Audrey spun around. “No one has any time to tidy around here. If you think I’m going to clean up—”
“No, I only meant that I could help.” Zelda was trying her utmost to be nice. It went against the grain, but she was a dab hand at putting on a good act. She needed that room and was willing to curry favor if necessary.
Audrey snapped, “I don’t need any help.” It was said sharply, like a slap across the face.
She hurried on through to the hallway, avoiding the various muddy boots and debris on the floor, and then tramped up the stairs to the bedrooms. A wet towel lay on the floor on the landing, along with an old teddy. Audrey scooped it up, loosened the string that was tight around its neck, and threw it into a bedroom.
“That’s the bathroom,” Audrey pointed into the bare room with a bath down one side. “It’s freezing cold.

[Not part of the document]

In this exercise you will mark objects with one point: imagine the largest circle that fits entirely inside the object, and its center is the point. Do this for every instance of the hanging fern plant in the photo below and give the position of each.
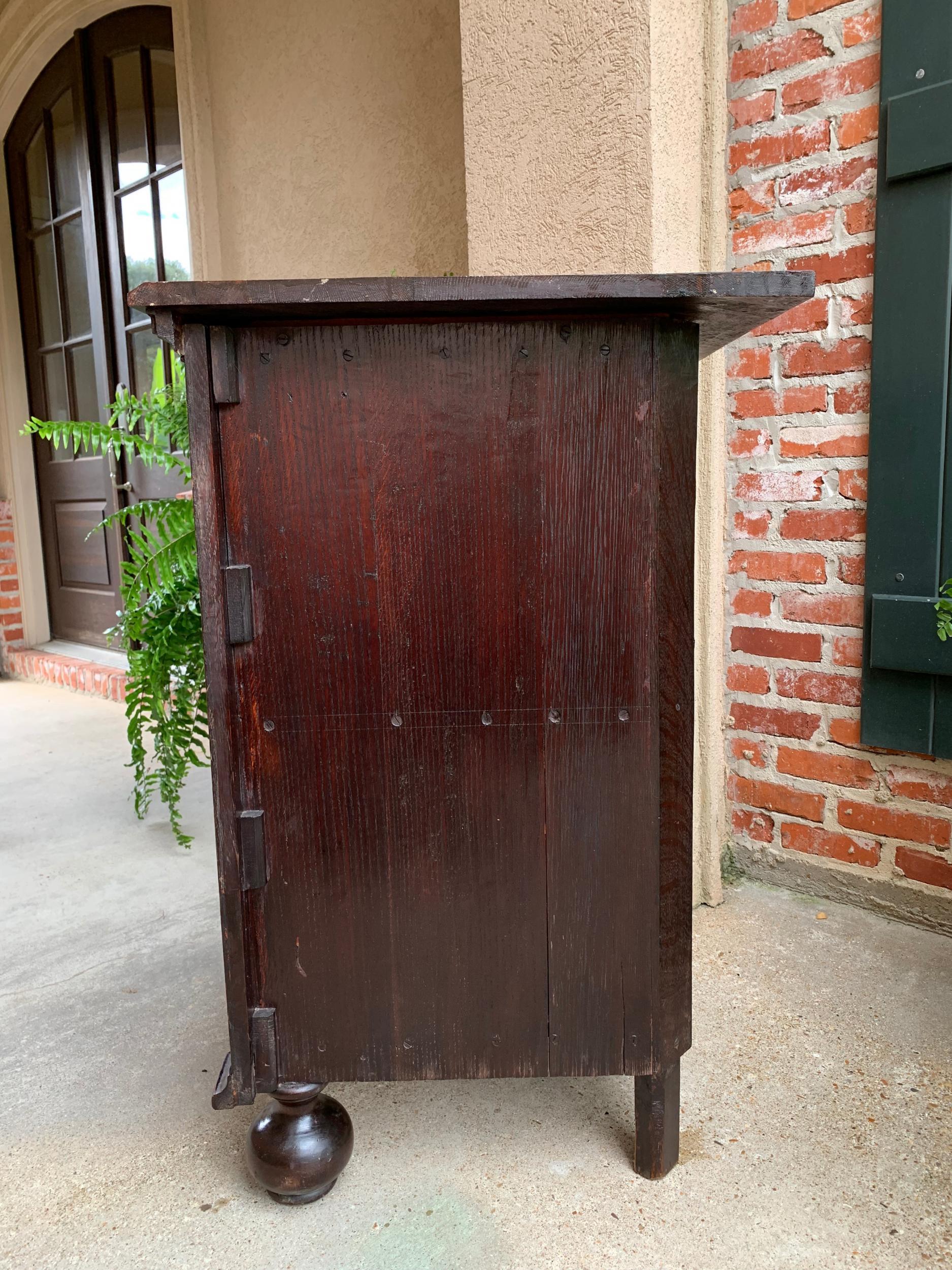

But not as damp as the outside toilet.”
“Oh, I don’t mind,” Zelda said, thinking that the place could do with a good tidying. Frankly, it was a miracle anyone could find anything.
“This is the spare room.” Audrey pushed the door open, and the smell of damp almost knocked her out.
Breathing through her mouth, Zelda pressed on into the room, feigning enthusiasm. It was bare except for an old double bed, the thin horsehair mattress gray and lumpy. A pair of worn beige curtains hung limply from either side of the cobwebbed window, and the strong whiff of must made the place smell like a haunted mansion. A patch of the wall in the far corner bore the large shadow of mold, and a dull green sprout showed that something was trying to grow out of the crumbling old floorboards. Two tin buckets were placed under small leaks in the roof, and a big chipped enamel chamber pot sat right in the middle of the bed below a gaping hole in the ceiling the size of a pudding basin.
“This is why I told the Fenley billeting officer that we couldn’t have people staying.” Audrey stood, hands on hips, as if the point had been well and truly proven.
But Zelda put her suitcase down and began brushing some of the cobwebs away from around the window. “All it needs is a bit of a spring clean.”
Audrey’s eyes hardened, her voice rising to a screech. “It needs far more than a clean. There’s a whopping great hole in the ceiling. The roof is leaking. You can’t possibly stay here.”
Zelda peered nervously up through the hole. “There must be a way to mend the roof.”
“All the handymen in the village have left for war. Nobody can mend it, even if I had any money to pay someone,” Audrey continued, adding brusquely, “which I don’t.”
“I can find someone from Middleton, and I’ll pay for it, too. I just got a pay rise.”
Audrey handed the suitcase back to Zelda and stormed back to the door. “I’m afraid you can’t possibly stay here. It simply isn’t inhabitable. I’m sorry that you have been misled, but now you’ll have to go back to where you were before.”
At this thought, Zelda upped her game, staying resolute in the bedroom. “If you’re worried about the baby, you won’t hear a peep.” She decided not to tell her that there wouldn’t be a baby. Zelda somehow knew that the adoption she was planning would not go down well. The woman was one of those family sorts who would force her to marry the child’s father or find a caring relative to bring up the baby, no doubt. These people didn’t have a clue what real life was like.